A few weeks ago, I had the chance to talk to Josh Matthews, the CEO of Apkudo. I’ve seen Apkudo at the AnDevCon conferences, but until recently their free app testing service was in a limited beta. No more! Now that Apkudo Developer is available to all, I think this is a great time to talk about it. This free tool lets you test your app on 247 different Android devices (currently), with a minimum of effort.
What Apkudo Developer does
With an arsenal of Android devices, Apkudo can do a Monkey test on hundreds of devices at once. No time-consuming script writing, no complex setup. Just upload and see the results.
To use the Apkudo Developer service, click the ‘Get started’ button and connect it to your Google account (you must be logged in). The log-in is needed because they save your analysis data between sessions.
At that point, you upload your APK file and then click to start . If there’s a queue, you may need to wait before analysis begins. Otherwise, tests will run for a few minutes, showing your the results as they are completed.
That just leaves analyzing the results – if all goes well you’ll see a high number of devices under ‘succeeded’ and a smaller number under ‘failed’. Don’t worry if a few fail – it may not be a serious issue. For example, install timeout errors may not be important.
For each issue you get:
- Stack trace (for crashes)
- Monkey log
At this point, dig in to the data and see if you can find any issues you need to resolve. The analysis interface lets you quickly filter and zoom in on specific types of failures for more information.
Don’t forget to note the other side of this – you know that your app had no trouble on all of the other devices.
How Apkudo can do this
Apkudo’s main business is Apkudo Approved, where they test handsets and other Android devices for manufacturers and carriers to certify the device for a suitable user experience.
Since they work with every major OEM, that gives them access to a lot of devices. They test each device on 6k of the top apps from Google Play in the process of approving it. They even test the hardware – the camera in a darkroom, audio, etc.
One good thing about this work with the OEMs is that it allows Apkudo to offer the Developer service for free. The more developers use their tools, the more they can improve the service that they provide to OEMs (the paying customers).
An interesting point about this symbiosis is that aggregate data about what APIs and features upcoming apps are using can help give the OEMs insight into future apps. So in this way, developers can help shape future device design and usability testing!
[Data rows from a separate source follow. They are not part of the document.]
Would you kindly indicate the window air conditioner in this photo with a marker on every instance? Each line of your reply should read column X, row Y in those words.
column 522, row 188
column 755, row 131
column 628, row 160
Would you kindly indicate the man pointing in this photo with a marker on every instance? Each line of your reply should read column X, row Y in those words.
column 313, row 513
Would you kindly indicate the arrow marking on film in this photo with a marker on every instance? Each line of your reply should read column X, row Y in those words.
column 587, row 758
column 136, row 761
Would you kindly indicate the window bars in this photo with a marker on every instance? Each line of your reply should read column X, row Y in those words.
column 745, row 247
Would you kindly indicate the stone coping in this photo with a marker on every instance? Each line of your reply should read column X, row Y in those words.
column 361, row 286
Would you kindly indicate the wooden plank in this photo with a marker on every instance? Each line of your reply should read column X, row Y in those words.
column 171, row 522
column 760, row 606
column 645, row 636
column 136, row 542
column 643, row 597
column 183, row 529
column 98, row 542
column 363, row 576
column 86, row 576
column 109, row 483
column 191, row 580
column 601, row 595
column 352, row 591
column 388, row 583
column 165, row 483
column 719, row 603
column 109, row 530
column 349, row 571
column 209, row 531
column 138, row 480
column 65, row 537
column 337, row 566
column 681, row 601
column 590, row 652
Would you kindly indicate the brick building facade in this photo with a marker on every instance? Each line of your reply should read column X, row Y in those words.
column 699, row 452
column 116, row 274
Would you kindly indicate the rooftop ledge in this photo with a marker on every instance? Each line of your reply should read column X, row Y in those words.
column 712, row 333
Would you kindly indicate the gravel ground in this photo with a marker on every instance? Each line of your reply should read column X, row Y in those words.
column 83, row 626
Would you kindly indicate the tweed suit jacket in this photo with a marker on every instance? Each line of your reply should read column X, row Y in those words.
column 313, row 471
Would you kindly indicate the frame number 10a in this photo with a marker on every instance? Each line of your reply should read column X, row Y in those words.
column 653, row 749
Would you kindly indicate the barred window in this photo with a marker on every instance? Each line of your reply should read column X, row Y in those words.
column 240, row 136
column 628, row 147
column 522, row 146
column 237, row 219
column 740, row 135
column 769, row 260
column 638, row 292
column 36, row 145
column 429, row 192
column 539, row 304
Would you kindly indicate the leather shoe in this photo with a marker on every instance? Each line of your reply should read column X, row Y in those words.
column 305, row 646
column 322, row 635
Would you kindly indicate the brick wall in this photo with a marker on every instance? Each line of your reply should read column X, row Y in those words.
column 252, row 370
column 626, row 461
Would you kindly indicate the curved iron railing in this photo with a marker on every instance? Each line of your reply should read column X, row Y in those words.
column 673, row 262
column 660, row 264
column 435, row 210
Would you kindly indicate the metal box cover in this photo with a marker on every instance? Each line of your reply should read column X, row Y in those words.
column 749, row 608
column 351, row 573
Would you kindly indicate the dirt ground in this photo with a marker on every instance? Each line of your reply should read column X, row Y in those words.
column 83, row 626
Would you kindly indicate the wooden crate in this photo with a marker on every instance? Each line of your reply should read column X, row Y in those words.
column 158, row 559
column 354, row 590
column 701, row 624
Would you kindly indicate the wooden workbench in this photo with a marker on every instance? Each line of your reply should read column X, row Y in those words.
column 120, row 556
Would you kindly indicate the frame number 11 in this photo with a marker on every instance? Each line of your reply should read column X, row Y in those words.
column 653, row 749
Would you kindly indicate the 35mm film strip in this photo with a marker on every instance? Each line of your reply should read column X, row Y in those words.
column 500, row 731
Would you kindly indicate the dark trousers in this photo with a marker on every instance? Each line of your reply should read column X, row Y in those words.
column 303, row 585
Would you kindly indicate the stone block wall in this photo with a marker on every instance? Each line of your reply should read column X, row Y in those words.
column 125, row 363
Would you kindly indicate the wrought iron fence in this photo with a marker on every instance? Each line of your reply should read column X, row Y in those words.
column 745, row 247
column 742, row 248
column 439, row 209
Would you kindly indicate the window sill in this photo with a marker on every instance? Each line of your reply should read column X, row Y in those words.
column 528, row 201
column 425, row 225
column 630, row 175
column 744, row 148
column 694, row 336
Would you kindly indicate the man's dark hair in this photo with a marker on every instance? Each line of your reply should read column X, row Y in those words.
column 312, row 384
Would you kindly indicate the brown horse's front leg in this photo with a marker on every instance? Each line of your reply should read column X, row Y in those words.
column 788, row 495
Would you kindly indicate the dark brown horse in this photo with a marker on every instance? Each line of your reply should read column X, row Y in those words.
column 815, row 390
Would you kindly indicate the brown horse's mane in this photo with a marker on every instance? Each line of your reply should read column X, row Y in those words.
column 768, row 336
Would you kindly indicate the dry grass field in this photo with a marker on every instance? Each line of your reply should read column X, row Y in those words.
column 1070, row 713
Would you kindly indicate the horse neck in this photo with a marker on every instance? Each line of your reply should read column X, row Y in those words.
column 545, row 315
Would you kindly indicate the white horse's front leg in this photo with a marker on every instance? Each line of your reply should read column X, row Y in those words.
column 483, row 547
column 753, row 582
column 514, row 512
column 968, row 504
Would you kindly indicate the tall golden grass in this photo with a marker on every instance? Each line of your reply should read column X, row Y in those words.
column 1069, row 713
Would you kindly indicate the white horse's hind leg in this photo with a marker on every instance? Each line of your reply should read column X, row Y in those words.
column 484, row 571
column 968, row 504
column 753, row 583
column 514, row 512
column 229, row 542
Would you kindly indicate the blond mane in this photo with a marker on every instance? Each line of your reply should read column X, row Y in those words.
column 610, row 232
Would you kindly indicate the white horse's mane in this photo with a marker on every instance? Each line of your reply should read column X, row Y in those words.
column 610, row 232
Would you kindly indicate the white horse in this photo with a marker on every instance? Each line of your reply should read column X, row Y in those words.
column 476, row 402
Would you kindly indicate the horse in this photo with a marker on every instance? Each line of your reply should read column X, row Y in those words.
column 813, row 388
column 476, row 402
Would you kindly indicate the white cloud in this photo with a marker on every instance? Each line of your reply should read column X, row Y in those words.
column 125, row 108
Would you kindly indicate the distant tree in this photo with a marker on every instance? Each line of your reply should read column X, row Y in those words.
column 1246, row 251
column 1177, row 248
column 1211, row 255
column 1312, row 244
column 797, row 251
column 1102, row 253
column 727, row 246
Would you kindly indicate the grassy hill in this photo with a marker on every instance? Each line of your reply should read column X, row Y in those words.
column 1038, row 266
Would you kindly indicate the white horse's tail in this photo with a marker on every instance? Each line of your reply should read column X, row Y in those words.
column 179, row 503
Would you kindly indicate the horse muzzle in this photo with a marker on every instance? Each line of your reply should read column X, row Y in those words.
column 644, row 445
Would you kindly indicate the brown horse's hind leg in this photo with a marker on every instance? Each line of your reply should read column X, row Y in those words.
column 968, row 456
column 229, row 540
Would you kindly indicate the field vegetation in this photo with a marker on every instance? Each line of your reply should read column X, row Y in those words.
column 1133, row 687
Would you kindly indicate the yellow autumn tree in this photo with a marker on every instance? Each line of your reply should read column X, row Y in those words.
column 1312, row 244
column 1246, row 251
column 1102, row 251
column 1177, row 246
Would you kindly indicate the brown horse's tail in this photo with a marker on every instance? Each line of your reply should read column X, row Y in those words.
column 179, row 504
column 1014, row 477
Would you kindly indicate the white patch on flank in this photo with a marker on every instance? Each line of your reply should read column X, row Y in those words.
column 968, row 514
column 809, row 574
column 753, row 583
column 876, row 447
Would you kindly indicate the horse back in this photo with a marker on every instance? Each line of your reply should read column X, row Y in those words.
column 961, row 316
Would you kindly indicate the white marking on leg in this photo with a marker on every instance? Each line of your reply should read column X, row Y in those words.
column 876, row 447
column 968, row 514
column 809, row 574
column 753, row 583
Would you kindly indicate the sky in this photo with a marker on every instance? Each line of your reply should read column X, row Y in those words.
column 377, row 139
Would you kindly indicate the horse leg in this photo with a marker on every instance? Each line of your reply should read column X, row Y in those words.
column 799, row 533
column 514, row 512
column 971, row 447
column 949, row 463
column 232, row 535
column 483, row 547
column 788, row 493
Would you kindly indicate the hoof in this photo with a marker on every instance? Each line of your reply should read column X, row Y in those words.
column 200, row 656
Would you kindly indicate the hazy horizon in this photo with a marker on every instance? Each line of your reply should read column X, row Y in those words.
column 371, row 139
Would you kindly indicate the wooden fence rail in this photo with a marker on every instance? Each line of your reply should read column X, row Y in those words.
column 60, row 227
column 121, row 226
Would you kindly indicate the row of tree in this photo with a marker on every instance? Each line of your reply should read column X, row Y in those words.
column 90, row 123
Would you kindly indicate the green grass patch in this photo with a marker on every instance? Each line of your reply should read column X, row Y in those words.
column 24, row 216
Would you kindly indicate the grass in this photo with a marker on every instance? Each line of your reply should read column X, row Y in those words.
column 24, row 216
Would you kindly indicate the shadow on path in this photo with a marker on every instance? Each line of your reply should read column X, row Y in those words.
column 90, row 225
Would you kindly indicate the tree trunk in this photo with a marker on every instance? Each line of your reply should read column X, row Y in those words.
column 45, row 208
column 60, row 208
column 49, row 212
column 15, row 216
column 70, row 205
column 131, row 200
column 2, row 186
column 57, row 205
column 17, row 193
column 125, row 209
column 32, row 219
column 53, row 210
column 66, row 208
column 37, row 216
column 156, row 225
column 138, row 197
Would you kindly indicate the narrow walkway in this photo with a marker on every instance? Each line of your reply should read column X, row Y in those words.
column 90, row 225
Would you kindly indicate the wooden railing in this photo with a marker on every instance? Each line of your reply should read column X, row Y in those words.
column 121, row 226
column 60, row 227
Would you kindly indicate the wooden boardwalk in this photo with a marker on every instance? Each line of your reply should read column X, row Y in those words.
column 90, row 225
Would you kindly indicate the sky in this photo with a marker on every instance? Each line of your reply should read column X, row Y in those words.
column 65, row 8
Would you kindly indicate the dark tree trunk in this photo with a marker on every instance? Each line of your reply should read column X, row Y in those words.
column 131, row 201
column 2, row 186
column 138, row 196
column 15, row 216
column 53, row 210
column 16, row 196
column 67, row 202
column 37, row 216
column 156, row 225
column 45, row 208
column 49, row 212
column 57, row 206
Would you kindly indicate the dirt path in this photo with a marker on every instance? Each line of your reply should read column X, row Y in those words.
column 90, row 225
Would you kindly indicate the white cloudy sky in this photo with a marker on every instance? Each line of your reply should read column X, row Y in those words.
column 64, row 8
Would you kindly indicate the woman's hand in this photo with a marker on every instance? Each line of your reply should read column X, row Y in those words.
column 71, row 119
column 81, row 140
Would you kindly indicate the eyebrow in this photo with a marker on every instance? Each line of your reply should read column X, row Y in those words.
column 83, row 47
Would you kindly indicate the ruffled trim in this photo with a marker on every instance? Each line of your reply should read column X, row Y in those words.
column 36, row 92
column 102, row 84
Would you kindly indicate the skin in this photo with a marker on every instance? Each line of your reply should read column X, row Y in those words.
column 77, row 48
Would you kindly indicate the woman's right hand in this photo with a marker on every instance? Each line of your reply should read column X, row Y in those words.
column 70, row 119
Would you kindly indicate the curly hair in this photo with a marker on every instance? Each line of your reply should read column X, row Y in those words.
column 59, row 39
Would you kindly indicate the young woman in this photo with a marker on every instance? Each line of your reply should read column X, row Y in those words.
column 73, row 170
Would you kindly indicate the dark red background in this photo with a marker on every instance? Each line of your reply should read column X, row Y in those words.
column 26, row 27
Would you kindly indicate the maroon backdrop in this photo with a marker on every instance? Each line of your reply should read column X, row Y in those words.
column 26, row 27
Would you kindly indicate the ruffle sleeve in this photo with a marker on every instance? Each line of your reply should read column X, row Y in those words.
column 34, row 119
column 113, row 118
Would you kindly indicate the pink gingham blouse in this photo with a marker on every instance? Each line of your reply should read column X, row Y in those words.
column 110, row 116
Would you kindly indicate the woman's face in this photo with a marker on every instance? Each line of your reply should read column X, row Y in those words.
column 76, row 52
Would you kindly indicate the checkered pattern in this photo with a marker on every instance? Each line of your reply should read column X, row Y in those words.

If you’ve been reading this blog a while, you know I’m not a fan of big companies gouging the little developers (e.g. fees to test and release an app), so I like this business model. The OEMs pay for a service that helps them make them a lot of money, and developers get some free (or inexpensive) help.
Josh made it clear that Apkudo is not sitting back and relaxing – they are working on a number of new features. He emphasizes their commitment to the developer community.
For example, they are looking into how to share data (safely) between developers, which might be very helpful (we’ve all solved problems that we know that someone else has seen before!).
In addition, they plan to roll out “Ape” soon, as a more sophisticated testing system than Monkey. It sounds like a different take on how to categorize devices, tests, and results than I have seen from other test vendors. That could make it easier to group similar issues to resolve them.
I found that it took very little time to do some extra verification that my apps can pass basic tests on a variety of devices. Given that I deploy my apps to a number of Android app stores all over the world, this kind of testing is important. I don’t have access to a lot of these devices!
So, I suggest that you take a look at this lightweight testing tool, and keep an eye on Apkudo for future developer tools.